In article <cv5hj5$glo$1 digitaldaemon.com>, jicman says...
Greetings D people!

Let us use this sample code:

import std.string;
int main(char[][] args)
{
char[] a = std.string.toString(args.length);
printf(a);
return (0);
}
after a successful compile, a run with different arguments print the weirdest
outcome!  ie.

No arguments:
14:57:36.62>test
123456789

4 arguments:
14:57:38.89>test 0 1 2 3
56789

So, is there an specific way to get the number of arguments given to a program?
I mean, I can get it from this, but I can anyone explain why this is printing
instead of 4?

thanks.

josé


test

Nick <Nick_member pathlink.com> writes:

In article <cv5hj5$glo$1 digitaldaemon.com>, jicman says...
Greetings D people!

Let us use this sample code:

import std.string;
int main(char[][] args)
{
char[] a = std.string.toString(args.length);
printf(a);
return (0);
}

Don't use printf, use writefln. You need to import std.stdio first.

(Then why is printf there you ask? Yes it's stupid, and yes we know :)

Nick

"Regan Heath" <regan netwin.co.nz> writes:

On Fri, 18 Feb 2005 20:01:41 +0000 (UTC), jicman  
<jicman_member pathlink.com> wrote:
 Greetings D people!

 Let us use this sample code:

 import std.string;
 int main(char[][] args)
 {
 char[] a = std.string.toString(args.length);
 printf(a);
 return (0);
 }
 after a successful compile, a run with different arguments print the  
 weirdest
 outcome!  ie.

 No arguments:
 14:57:36.62>test
 123456789

 4 arguments:
 14:57:38.89>test 0 1 2 3
 56789

 So, is there an specific way to get the number of arguments given to a  
 program?
 I mean, I can get it from this, but I can anyone explain why this is  
 printing
 instead of 4?

 thanks.

 josé

In case you, or anyone else is interested, the reasons for your results:

1. The toString function is optimised to return a slice of a static  
string, the static string reads "0123456789". In the first case you were  
given a slice from 1 onward, of length 1. In the second you were given a  
slice from 5 onward of length 1.

2. Printf expects a C string, that is a pointer to a bunch of char's  
terminated with a null char, D strings are not null terminated, instead  
they have a length.

3. Static D strings are in fact null terminated, which is why you didn't  
get a bunch of garbage after the 9 in each case.
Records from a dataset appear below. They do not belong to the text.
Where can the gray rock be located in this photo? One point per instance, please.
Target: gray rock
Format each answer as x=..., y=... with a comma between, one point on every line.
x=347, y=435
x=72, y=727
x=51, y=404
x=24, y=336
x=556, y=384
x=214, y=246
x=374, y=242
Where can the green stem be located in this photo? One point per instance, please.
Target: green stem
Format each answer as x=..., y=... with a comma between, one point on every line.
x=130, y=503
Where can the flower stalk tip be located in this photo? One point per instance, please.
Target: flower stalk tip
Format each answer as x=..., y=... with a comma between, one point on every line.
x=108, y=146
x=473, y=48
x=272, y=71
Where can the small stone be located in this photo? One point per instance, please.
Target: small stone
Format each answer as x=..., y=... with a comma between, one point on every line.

So, to correctly print a D string using printf you use the method Brad has  
shown, or call toStringz to convert from a D string into a C string (i.e.  
add a null to the string).

Or you can use the method Nick has suggested.

Newcomers to D keep running into this, I suggest we move/remove printf  
 from object.d and force people to import std.c.stdio to get it, then we  
ensure writef is documented (I'd rename std.stdio to std.io also).

Regan